Women's equality is a hot topic this week at the World Economic Forum in Davos, Switzerland, where global business and government leaders gather annually to discuss pressing social and economic issues.
Dozens of panels and events have been held on gender, diversity and inclusion, and two specifically focused on sexual harassment.
On the main drag outside the conference hall, you'll find The Equality Lounge from women's advocacy group the Female Quotient. The windows are emblazoned with slogans like "Gender equality is a social and economic issue" and "Diversity is good for business." There's also an interactive exhibit called "Women at Work: Myth vs. Reality" by consumer goods company Procter & Gamble.

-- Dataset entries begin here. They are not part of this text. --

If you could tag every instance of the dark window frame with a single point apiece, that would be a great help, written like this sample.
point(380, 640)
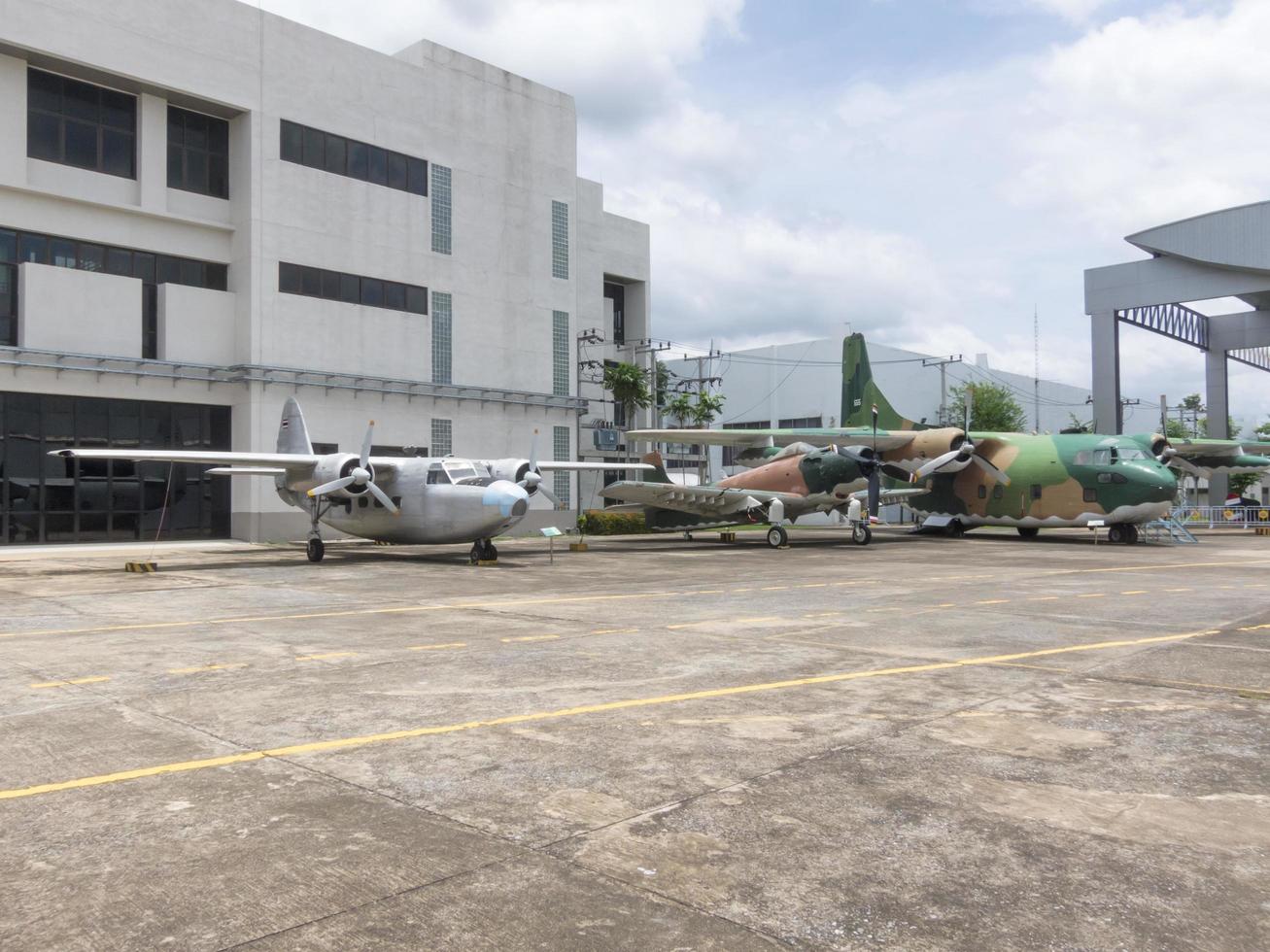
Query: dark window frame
point(324, 285)
point(214, 153)
point(364, 161)
point(104, 119)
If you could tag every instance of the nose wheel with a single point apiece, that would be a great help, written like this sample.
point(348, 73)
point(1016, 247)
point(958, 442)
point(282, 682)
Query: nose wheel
point(483, 551)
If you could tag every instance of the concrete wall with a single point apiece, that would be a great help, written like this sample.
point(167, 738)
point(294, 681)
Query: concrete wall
point(82, 313)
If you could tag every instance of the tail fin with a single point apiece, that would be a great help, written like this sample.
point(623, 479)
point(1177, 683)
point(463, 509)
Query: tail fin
point(860, 393)
point(657, 475)
point(292, 433)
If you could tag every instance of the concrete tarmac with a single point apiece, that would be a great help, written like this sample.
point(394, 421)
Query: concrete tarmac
point(926, 743)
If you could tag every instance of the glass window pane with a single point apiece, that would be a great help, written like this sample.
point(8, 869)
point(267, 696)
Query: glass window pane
point(289, 278)
point(44, 137)
point(176, 166)
point(350, 289)
point(195, 131)
point(120, 111)
point(33, 248)
point(144, 267)
point(176, 126)
point(335, 153)
point(292, 141)
point(315, 148)
point(80, 145)
point(117, 153)
point(372, 292)
point(80, 100)
point(359, 160)
point(397, 166)
point(219, 175)
point(91, 257)
point(119, 261)
point(418, 177)
point(218, 136)
point(195, 170)
point(62, 252)
point(379, 169)
point(44, 90)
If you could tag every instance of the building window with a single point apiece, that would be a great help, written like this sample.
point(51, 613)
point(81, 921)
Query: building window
point(561, 479)
point(442, 437)
point(198, 153)
point(731, 454)
point(78, 123)
point(559, 240)
point(352, 158)
point(441, 210)
point(801, 423)
point(442, 338)
point(153, 269)
point(351, 289)
point(561, 353)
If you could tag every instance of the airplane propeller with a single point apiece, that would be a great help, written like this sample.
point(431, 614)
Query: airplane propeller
point(360, 475)
point(532, 480)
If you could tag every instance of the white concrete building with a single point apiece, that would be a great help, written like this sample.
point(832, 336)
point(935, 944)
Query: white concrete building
point(206, 208)
point(801, 385)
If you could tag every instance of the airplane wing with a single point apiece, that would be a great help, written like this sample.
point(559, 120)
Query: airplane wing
point(699, 500)
point(886, 439)
point(288, 460)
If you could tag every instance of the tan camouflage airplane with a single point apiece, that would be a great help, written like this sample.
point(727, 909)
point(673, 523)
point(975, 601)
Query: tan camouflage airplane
point(952, 477)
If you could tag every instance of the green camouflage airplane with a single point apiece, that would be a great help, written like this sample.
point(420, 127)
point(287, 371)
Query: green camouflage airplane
point(952, 477)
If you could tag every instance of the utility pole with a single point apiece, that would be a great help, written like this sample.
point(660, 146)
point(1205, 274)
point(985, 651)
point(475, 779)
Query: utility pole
point(943, 362)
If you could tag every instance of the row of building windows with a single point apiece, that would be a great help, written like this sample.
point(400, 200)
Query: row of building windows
point(351, 289)
point(353, 158)
point(152, 269)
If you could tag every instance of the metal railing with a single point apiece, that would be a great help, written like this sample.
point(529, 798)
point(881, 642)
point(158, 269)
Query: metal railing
point(1221, 517)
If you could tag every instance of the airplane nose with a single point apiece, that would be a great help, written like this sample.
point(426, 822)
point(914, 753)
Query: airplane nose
point(511, 499)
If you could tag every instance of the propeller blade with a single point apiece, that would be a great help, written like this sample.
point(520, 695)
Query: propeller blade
point(384, 497)
point(935, 464)
point(366, 446)
point(998, 475)
point(331, 487)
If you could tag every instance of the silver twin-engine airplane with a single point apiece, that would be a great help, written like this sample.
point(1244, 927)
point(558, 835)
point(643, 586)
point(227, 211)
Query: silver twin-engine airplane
point(412, 500)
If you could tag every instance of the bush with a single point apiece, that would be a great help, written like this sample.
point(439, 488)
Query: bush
point(596, 522)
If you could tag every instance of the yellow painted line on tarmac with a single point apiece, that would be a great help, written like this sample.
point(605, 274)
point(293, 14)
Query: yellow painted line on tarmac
point(603, 707)
point(195, 669)
point(94, 679)
point(435, 648)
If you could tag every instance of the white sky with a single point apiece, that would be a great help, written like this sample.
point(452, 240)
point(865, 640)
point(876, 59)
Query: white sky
point(926, 170)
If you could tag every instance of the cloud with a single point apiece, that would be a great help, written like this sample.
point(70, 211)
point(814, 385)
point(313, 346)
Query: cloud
point(620, 61)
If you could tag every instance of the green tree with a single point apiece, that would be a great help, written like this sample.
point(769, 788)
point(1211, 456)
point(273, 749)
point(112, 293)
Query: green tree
point(992, 408)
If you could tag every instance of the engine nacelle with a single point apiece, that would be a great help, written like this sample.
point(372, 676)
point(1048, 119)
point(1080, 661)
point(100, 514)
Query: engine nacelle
point(337, 466)
point(513, 470)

This year's gathering is also the first to be chaired by all women, including IMF chief Christine Lagarde and IBM CEO Ginni Rometty, and features the biggest ever percentage of female attendees, though they are still in the minority at 20 percent.
Meanwhile, world leaders like Prime Minister Justin Trudeau of Canada and French President Emmanuel Macron spoke on women's advancement around the world, putting it at the center of their agendas.
As these leaders grapple with recent stunning revelations from the #MeToo movement and persistent pay and leadership gaps, there seems clear consensus that something needs to be done. The question is: Where do we go from here? How can businesses and governments address deeply ingrained bias and institutional barriers to women's success and equality at work?